Published by Aleph Press, who also produced Biblical Hebrew 2, (reviewed above). Jonah is an excellent book with which to begin translation practice because its Hebrew is very simple. Every page of this workbook has two verses, and every line of text is in chart form, with each word in its own box. The top row of boxes contain the Hebrew words, underneath are blank spaces for writing translations, and the bottom row has the English meanings. The student could cover the English until they have written their own translation, and then uncover the English to check their work. At the bottom of each page is a space for writing a smooth English translation of the verses.
This is a very simple workbook, as the only other information in it is the Aleph Bet chart and the vowels chart at the back of the book. However, it presents a very orderly format to facilitate early practice of the skill of parsing and translating.

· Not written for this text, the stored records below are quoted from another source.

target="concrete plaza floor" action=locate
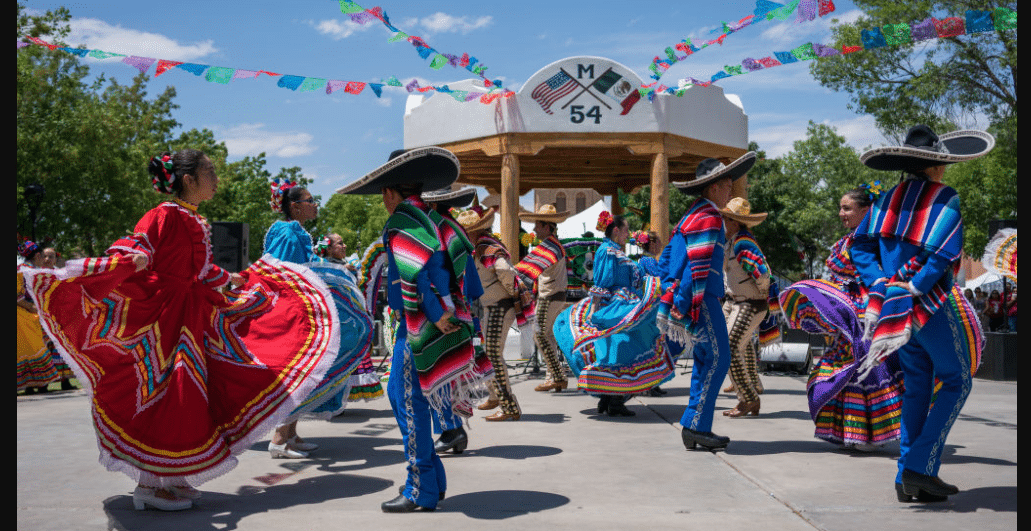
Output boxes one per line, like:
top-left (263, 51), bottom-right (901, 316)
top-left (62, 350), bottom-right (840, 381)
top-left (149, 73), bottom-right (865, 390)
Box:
top-left (16, 335), bottom-right (1018, 531)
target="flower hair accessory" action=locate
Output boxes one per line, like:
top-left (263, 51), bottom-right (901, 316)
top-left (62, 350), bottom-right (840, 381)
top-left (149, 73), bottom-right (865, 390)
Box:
top-left (269, 177), bottom-right (297, 212)
top-left (151, 154), bottom-right (175, 194)
top-left (311, 236), bottom-right (329, 258)
top-left (18, 240), bottom-right (39, 258)
top-left (859, 179), bottom-right (884, 202)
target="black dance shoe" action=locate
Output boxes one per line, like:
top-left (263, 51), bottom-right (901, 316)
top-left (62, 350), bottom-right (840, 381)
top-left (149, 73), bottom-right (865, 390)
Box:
top-left (433, 426), bottom-right (469, 454)
top-left (608, 396), bottom-right (637, 417)
top-left (647, 386), bottom-right (669, 396)
top-left (902, 469), bottom-right (960, 496)
top-left (895, 484), bottom-right (949, 503)
top-left (379, 496), bottom-right (435, 512)
top-left (680, 428), bottom-right (730, 450)
top-left (397, 484), bottom-right (444, 501)
top-left (598, 395), bottom-right (612, 414)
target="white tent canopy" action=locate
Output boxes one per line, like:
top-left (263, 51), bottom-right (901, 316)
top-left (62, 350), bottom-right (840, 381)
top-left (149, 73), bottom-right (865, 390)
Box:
top-left (963, 272), bottom-right (1002, 290)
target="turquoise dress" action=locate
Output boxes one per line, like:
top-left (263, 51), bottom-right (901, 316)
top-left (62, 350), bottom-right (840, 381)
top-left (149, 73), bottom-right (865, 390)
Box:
top-left (554, 238), bottom-right (674, 395)
top-left (265, 221), bottom-right (373, 424)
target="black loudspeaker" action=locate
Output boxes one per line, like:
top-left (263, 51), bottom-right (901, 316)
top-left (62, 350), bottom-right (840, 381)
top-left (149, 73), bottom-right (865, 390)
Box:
top-left (988, 220), bottom-right (1017, 239)
top-left (211, 222), bottom-right (251, 273)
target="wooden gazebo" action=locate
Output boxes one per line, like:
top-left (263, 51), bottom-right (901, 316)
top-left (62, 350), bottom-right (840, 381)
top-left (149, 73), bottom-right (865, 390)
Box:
top-left (404, 57), bottom-right (747, 253)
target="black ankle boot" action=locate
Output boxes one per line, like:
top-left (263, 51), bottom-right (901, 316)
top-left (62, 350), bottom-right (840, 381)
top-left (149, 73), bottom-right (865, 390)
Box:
top-left (433, 426), bottom-right (469, 454)
top-left (902, 469), bottom-right (960, 496)
top-left (598, 395), bottom-right (612, 414)
top-left (680, 428), bottom-right (730, 450)
top-left (608, 396), bottom-right (637, 417)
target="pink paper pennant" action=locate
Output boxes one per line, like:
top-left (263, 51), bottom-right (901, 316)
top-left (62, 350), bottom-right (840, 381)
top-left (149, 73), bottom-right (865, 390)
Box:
top-left (154, 59), bottom-right (182, 77)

The Graded Reader was designed for use after the first year of Hebrew instruction. The verses chosen for translation are ordered according to the books of the Hebrew Bible, and also progress from simpler Hebrew to more complex grammatical constructions. At the end of each translation exercise, there is a section entitled “Grammatical Commentary” that explains the reasons behind the correct translation. This commentary reinforces beginning Hebrew grammar and introduces intermediate concepts. The grammar terms used are the technical ones taught in the college-level grammars. At the very end is a Parsing Answer Key for all the verbs.

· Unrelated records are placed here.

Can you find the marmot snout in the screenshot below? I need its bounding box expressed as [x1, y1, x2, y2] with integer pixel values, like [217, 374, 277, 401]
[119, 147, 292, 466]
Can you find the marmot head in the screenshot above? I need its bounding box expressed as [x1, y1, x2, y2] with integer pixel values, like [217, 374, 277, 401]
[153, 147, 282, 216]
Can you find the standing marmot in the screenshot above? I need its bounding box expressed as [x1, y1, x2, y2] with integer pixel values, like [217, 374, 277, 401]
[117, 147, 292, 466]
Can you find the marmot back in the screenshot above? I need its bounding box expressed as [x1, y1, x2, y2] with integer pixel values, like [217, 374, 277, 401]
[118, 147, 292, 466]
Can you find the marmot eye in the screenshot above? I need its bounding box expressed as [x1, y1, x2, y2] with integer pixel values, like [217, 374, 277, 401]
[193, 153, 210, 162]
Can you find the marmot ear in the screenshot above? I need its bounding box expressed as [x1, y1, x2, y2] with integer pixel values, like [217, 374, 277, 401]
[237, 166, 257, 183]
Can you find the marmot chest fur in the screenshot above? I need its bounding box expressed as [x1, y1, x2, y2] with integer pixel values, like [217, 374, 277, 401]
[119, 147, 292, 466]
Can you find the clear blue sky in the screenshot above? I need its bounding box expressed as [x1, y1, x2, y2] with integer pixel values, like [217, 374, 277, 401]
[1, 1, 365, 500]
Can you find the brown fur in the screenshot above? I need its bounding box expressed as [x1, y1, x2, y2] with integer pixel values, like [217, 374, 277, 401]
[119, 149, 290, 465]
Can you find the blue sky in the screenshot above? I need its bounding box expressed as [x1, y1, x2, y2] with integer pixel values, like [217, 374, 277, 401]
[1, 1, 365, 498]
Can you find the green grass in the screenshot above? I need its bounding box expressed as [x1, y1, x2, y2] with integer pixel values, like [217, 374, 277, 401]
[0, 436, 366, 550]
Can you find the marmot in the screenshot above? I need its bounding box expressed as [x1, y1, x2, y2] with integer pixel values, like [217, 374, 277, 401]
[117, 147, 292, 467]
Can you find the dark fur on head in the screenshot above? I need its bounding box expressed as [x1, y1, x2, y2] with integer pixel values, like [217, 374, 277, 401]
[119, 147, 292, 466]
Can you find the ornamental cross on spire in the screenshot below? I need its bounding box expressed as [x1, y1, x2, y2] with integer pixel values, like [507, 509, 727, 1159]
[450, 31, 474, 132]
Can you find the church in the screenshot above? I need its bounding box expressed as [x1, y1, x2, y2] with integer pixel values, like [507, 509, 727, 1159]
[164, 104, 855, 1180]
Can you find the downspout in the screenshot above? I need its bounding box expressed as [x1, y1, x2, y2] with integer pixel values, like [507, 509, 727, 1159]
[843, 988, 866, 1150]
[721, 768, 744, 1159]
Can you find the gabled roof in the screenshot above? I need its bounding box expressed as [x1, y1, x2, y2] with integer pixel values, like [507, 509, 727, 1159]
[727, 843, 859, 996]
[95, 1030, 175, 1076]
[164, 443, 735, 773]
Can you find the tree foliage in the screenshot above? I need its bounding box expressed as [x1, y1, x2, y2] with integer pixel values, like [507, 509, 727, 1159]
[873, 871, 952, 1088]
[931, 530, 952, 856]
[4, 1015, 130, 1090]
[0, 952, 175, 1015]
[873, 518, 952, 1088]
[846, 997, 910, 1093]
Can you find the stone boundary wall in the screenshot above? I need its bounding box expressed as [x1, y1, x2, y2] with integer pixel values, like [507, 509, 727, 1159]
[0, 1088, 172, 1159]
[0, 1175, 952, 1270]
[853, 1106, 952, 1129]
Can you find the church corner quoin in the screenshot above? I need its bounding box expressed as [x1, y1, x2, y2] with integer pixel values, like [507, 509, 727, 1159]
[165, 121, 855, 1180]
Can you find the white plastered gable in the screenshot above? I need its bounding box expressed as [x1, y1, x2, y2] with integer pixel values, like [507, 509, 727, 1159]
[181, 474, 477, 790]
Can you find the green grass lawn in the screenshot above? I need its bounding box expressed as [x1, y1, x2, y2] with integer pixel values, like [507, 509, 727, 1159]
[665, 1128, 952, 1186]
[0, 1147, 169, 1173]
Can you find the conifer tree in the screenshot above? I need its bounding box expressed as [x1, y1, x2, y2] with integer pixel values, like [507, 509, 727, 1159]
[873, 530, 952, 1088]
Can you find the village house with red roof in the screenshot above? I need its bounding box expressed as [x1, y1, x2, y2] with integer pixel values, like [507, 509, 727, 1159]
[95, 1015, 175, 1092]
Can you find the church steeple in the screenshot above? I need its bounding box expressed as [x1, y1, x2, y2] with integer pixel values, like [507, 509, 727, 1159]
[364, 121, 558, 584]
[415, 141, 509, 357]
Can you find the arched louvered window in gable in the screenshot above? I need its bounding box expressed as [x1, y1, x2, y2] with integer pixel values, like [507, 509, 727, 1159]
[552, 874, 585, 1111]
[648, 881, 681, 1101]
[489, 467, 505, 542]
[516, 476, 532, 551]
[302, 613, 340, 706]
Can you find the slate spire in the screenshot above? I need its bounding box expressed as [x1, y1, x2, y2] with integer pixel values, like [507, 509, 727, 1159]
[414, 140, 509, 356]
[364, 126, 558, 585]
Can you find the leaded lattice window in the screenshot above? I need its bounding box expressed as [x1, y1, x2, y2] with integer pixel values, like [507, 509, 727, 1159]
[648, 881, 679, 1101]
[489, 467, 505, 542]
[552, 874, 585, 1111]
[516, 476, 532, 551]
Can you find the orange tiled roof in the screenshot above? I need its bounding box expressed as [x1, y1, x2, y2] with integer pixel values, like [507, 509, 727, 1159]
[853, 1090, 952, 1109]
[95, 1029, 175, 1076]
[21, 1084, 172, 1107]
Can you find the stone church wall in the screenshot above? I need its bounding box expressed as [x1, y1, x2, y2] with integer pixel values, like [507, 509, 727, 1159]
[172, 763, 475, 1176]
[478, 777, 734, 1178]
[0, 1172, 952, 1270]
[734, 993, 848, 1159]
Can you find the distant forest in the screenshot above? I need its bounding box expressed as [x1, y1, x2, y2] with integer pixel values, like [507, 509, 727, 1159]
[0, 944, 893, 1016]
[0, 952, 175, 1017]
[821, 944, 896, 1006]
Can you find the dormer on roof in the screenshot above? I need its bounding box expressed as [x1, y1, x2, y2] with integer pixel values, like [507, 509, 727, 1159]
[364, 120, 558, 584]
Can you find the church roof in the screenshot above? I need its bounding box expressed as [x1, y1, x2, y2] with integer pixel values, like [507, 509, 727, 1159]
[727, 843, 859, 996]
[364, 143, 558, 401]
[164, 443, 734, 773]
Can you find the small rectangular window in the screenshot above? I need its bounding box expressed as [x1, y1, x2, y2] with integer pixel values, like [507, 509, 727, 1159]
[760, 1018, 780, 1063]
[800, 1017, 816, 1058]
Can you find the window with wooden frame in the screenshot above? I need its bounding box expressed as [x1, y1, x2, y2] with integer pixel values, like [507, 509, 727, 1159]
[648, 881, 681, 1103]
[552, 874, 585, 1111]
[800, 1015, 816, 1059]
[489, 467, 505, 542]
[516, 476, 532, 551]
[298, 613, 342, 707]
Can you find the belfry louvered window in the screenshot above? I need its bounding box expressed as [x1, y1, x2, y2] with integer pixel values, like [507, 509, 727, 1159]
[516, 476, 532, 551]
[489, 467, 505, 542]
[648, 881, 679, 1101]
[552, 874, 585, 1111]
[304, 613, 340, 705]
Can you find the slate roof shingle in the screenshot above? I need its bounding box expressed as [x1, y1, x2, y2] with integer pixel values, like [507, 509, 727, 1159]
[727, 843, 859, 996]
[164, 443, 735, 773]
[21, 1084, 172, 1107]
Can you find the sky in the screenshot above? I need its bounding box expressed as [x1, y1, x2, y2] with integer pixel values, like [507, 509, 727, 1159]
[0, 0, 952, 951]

My thanks to the folks at Aleph Press for bringing this workbook to my attention. The concept of using stories that children know intimately as fodder for Hebrew translation is brilliant. It provides a fresh and interesting alternative to translating single verses or parts of verses from the Bible. Its nineteen fairy/folk tales progress from very simple Hebrew to slightly harder with each story. There is a “Word Bank” at the very beginning with 71 common Hebrew words that the student must be thoroughly acquainted with before beginning. Before each tale, the new vocabulary words, phrases, and grammar concepts that are included in that tale are outlined. At the back of the book are full English translations of each story that act as an answer key.
There is no convenient place in the book to write, but our children have used this book for copywork as well, writing the Hebrew on another sheet of paper, with their translations underneath.

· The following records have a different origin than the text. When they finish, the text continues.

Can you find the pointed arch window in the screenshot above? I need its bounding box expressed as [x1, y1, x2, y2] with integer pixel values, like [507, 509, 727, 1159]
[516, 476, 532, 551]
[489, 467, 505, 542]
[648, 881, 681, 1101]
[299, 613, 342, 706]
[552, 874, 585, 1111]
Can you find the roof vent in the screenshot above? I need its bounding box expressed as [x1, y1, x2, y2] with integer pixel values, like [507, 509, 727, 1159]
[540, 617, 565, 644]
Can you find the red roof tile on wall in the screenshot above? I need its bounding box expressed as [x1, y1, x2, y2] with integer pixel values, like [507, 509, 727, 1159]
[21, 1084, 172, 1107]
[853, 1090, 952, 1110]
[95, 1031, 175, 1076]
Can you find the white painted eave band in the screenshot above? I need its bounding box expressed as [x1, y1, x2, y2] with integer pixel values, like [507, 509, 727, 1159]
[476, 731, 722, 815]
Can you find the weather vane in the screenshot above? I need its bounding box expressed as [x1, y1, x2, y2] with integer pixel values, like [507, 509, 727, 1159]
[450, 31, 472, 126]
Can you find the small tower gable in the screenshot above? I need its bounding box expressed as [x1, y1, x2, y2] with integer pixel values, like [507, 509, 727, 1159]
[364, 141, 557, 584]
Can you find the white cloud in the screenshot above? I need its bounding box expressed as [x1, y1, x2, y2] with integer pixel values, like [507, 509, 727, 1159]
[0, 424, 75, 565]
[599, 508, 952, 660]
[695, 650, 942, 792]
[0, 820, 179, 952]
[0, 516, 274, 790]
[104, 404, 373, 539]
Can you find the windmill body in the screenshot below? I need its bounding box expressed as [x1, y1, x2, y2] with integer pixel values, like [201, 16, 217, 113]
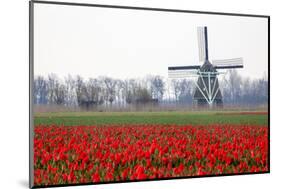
[168, 26, 243, 107]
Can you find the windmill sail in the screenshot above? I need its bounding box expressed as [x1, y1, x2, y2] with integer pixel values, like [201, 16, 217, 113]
[197, 27, 208, 62]
[213, 58, 244, 69]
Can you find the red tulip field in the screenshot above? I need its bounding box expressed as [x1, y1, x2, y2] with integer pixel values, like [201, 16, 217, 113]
[34, 111, 268, 186]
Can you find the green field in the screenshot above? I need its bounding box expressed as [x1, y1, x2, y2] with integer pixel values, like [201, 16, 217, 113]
[34, 111, 268, 126]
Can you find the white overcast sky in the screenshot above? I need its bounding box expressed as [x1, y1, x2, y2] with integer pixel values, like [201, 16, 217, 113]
[34, 3, 268, 79]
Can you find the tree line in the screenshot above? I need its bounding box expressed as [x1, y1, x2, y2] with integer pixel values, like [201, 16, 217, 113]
[33, 70, 268, 109]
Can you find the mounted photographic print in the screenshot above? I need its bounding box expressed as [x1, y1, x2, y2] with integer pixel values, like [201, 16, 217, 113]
[29, 1, 270, 188]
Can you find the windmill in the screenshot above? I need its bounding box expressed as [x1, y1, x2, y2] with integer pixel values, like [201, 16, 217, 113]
[168, 26, 243, 107]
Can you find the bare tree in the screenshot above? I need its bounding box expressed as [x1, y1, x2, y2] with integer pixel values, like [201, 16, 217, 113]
[149, 76, 165, 100]
[103, 77, 117, 106]
[33, 76, 48, 104]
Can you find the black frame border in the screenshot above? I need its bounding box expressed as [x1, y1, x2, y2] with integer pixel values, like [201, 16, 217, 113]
[29, 0, 270, 188]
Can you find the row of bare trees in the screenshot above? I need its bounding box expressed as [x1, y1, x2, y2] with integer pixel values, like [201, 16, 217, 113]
[33, 70, 268, 109]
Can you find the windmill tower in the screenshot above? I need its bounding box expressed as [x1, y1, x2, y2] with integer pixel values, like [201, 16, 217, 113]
[168, 26, 243, 107]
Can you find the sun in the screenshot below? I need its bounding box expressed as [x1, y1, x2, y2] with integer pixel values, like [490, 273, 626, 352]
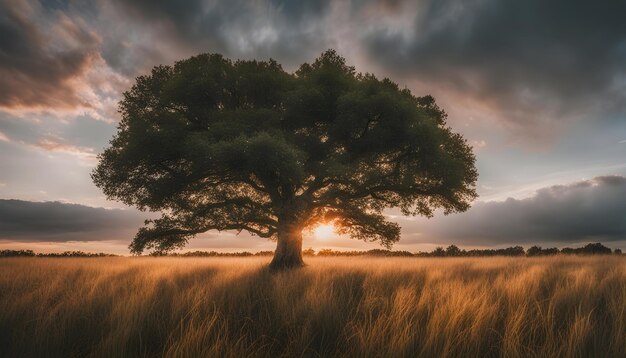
[313, 224, 336, 240]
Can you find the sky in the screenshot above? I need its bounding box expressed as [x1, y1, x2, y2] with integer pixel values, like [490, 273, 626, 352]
[0, 0, 626, 254]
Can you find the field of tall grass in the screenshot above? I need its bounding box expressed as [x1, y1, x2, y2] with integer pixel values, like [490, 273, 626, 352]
[0, 256, 626, 357]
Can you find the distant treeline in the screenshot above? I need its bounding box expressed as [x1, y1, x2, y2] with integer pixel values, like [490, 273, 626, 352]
[0, 242, 622, 257]
[0, 250, 117, 257]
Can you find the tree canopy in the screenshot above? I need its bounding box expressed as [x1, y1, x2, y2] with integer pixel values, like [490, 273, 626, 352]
[92, 50, 477, 268]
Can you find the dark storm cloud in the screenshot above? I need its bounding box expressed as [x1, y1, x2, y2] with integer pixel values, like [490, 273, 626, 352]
[0, 0, 98, 108]
[0, 199, 143, 242]
[103, 0, 332, 71]
[403, 176, 626, 245]
[364, 0, 626, 136]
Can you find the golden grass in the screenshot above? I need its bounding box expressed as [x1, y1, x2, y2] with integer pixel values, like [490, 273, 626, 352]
[0, 257, 626, 357]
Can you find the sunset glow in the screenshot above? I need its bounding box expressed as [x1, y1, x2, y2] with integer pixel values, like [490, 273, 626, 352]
[313, 224, 337, 240]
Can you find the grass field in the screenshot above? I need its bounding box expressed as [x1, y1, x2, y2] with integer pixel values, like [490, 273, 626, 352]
[0, 256, 626, 357]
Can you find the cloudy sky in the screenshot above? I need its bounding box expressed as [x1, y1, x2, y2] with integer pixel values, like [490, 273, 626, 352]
[0, 0, 626, 254]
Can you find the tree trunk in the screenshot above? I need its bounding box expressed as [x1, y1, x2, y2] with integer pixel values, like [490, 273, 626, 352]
[270, 223, 304, 270]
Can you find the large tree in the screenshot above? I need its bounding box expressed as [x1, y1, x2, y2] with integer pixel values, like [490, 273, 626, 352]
[92, 50, 477, 268]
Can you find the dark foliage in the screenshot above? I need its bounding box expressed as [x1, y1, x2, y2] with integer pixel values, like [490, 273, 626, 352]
[92, 50, 477, 261]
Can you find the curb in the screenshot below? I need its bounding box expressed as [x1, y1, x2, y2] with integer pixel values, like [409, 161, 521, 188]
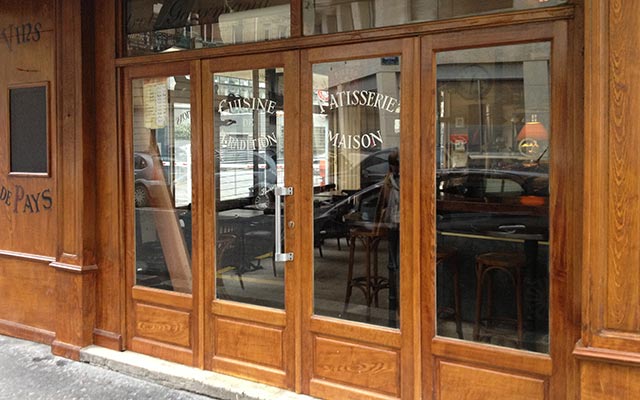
[80, 346, 315, 400]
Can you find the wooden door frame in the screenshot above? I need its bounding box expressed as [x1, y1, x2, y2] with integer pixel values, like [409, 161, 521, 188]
[299, 38, 421, 399]
[201, 51, 300, 390]
[120, 61, 203, 367]
[420, 20, 582, 399]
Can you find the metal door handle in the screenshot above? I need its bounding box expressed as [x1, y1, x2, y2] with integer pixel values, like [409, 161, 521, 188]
[274, 186, 293, 262]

more books for your hebrew library
This is the standard text for all Hebrew scholars of today. It is an exact copy of the Masoretic text as recorded in the Leningrad Codex. In scholarly circles it is known as BHS. Note that this book is sold in two different sizes—a short, fat one, (less expensive) and a larger version that costs a little more but the text does not feel as crowded.
Definitive lexicon for Hebrew studies, coded with Strong’s Concordance numbers. Known in those same scholarly groups as BDB. Learning to use this book is an essential skill for being an independent reader of the Hebrew Bible.
Authors: A. Philip Brown II, Bryan W. Smith
A jewel for facilitating smooth reading of the Hebrew Scriptures! Uses BHS text, but all words that occur less than 100x are glossed at the bottom of the page with the foremost of scholarly lexicons: BDB and HALOT, (The Hebrew and Aramaic Lexicon of the Old Testament). Also, proper nouns are screened in gray for immediate identification. These features enable uninterrupted reading of the Hebrew Bible at a much lower skill level, giving encouragement and incentive for further study to students.
This version includes only the Old Testament, but the books are arranged according to the original order in the Hebrew Bible. We love this book! If you can only purchase one book, GET THIS ONE!